“Code reviews are the worst! All the code I have to review is terrible, and people always take offense when I point out problems. And being reviewed is even worse – people always think they know better than I, can you believe it? And it’s all such a waste of time!”
- Reviews reduce defects. This is the primary purpose of reviews, and they’re very effective.
- Reviewing code builds familiarity for the reviewer. The reviewer is exposed to code they might not have worked with before, giving them a broader base of knowledge in their own development work.
- Reviewing code improves developers ability to self-review. The more code you review, the better you get at reviewing code. The better you are at reviewing code, the better you can review your own code before you commit it.

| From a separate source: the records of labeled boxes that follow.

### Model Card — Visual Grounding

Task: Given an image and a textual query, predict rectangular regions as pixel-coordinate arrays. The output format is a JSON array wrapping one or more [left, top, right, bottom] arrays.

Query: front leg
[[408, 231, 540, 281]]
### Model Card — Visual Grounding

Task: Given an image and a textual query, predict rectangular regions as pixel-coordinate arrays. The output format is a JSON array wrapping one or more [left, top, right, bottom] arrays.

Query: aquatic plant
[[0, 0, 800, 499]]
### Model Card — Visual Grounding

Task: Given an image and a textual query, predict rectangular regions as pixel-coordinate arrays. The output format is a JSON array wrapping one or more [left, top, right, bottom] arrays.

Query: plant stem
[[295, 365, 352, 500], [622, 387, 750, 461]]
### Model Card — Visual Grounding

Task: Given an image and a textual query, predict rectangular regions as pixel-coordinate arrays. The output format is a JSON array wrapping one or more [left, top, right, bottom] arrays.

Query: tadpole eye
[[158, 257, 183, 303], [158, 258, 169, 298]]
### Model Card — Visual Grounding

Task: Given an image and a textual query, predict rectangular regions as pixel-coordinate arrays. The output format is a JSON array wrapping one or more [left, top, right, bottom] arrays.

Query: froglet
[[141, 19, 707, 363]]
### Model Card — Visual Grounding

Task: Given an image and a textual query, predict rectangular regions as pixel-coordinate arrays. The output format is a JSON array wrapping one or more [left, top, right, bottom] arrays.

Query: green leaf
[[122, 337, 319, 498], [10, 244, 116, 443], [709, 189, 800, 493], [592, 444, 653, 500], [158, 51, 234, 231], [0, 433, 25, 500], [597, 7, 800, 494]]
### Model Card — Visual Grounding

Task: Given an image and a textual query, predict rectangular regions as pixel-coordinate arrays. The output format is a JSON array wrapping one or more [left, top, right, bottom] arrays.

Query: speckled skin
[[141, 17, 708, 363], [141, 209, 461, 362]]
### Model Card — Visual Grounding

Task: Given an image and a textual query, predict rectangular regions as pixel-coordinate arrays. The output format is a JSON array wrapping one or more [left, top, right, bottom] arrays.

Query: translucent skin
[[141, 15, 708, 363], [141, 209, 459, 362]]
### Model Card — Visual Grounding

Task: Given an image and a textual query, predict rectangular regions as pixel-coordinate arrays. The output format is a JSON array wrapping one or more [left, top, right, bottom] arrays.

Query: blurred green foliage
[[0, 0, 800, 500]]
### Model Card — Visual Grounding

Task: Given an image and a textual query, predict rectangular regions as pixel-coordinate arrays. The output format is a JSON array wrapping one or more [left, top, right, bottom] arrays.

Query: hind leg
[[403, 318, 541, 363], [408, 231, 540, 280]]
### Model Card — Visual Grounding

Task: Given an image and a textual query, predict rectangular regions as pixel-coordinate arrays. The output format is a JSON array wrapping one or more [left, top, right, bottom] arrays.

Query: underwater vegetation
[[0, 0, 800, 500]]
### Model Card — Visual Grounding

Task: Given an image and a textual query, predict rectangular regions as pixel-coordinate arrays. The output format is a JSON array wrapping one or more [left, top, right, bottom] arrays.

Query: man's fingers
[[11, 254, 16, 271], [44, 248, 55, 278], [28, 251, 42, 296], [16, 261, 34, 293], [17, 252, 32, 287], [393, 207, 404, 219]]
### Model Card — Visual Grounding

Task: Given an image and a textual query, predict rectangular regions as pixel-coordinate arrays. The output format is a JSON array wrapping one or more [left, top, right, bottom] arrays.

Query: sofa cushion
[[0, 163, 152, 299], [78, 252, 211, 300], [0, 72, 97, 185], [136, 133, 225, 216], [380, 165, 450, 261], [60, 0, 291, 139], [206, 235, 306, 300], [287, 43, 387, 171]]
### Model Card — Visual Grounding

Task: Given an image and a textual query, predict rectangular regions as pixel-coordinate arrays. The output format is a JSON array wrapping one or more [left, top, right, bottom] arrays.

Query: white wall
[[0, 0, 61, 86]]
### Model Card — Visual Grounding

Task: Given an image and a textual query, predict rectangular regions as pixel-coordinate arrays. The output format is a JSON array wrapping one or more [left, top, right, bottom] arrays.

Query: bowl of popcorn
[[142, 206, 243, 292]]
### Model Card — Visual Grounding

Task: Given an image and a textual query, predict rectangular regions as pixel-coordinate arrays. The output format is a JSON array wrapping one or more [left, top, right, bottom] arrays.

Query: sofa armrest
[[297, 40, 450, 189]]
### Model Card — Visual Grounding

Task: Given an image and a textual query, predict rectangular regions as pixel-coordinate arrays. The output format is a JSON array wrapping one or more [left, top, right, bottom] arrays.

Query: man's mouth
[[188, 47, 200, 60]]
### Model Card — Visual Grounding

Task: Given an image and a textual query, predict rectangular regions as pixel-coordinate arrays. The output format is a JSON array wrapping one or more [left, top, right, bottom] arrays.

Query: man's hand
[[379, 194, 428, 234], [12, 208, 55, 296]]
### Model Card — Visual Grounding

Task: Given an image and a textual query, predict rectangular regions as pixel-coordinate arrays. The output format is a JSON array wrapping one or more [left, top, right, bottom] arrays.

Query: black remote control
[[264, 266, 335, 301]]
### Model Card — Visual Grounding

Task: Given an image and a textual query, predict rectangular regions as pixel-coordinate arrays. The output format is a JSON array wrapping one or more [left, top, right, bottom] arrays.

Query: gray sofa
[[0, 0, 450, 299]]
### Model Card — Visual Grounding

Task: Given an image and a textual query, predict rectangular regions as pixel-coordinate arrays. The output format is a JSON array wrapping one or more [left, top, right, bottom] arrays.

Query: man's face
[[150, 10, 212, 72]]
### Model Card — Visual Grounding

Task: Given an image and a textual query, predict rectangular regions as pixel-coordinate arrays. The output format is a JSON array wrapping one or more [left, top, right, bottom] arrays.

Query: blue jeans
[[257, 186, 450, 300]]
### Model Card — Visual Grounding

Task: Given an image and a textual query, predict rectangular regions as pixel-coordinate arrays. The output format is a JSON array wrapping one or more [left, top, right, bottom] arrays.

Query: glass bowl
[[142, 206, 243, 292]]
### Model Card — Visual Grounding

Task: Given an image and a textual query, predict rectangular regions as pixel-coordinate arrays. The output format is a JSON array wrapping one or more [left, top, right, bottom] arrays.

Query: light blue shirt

The better reviewed code is before it’s committed, the fewer defects are found in peer review, and the faster peer reviews are.
- Expecting code to be reviewed encourages developers to self-review. Knowing that someone else is going to go over your changes after you submit them encourages you to self-review to save yourself the embarrassment, however slight, of a failed peer review.
- Peer review improves consistency. When developers submit code without anyone else looking at it, they tend to follow their own styles and practices. As they review more of each others’ code, they will naturally tend to converge on a fairly similar set of styles and practices.
- Peer review helps to breed a sense of collective ownership. After peer review, code is no longer “his code” or “her code” or “their code” it’s “our code”.
- In situations where everyone is an architect – which I strongly support – peer review is even more critical. Collective design is only collective if everyone is looking over each other’s shoulders, seeing how problems are being solved, and suggesting possible alternative solutions. It really helps close the gap between a group of individuals and a true development team.